As part of a two-year tracking project, more than 350 volunteers monitored camera traps in six states to gauge how hunting and hiking impact animal populations. Conservation biologist Roland Kays said this approach allowed researchers to gather a large amount of high quality data.
"Because we were able to double-check their work by looking at the photographs, we know it was really high quality data," Kays said. "We're not trusting people to just see something and identify it without being able to check and do quality control."

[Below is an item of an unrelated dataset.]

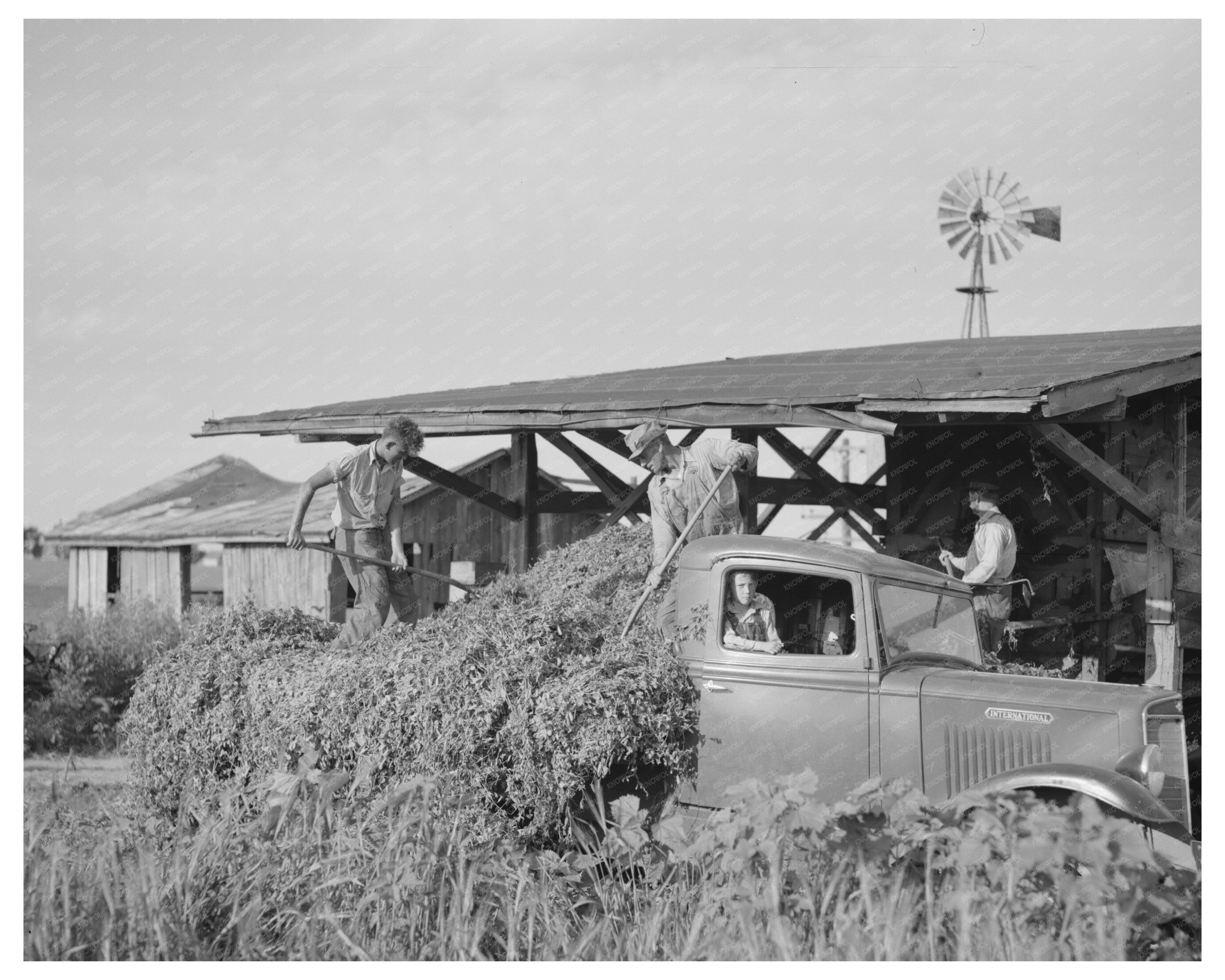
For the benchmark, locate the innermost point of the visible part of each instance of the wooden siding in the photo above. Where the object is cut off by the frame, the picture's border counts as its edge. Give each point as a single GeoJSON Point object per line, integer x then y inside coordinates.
{"type": "Point", "coordinates": [450, 527]}
{"type": "Point", "coordinates": [161, 575]}
{"type": "Point", "coordinates": [277, 577]}
{"type": "Point", "coordinates": [87, 579]}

The study compared 1,900 sites in 32 forests with a range of hunting and hiking regulations. Kays found outdoor recreation has little impact on the distribution of wildlife populations compared to other human activities.
Some commonly hunted species such as deer, squirrels and raccoons were detected slightly less in regions where hunting is allowed, but Kays said the impact on animal populations was minimal.
"Things like habitat fragmentation and housing density were more important to describing these differences than any of the hunting or hiking variables," he said.
Similarly, most species did not avoid hiking trails. Kays believes many animals have become habituated to the presence of humans.
The study is encouraging for park managers, said Kays, who are seeking to strike a balance between the need to protect wildlife and the demand for outdoor recreational activities.
"This is a sign that the regulations, the rules, the trail densities, the amount of hunting that is allowed right now, appears to be sustainable," he said. "It appears to be doing a good job of protecting the wildlife while still giving good recreational opportunities."
The study is part of the eMammal project, which trains citizen scientists in 18 countries to use camera traps to capture images of wildlife.
The research was published in the Journal of Applied Ecology.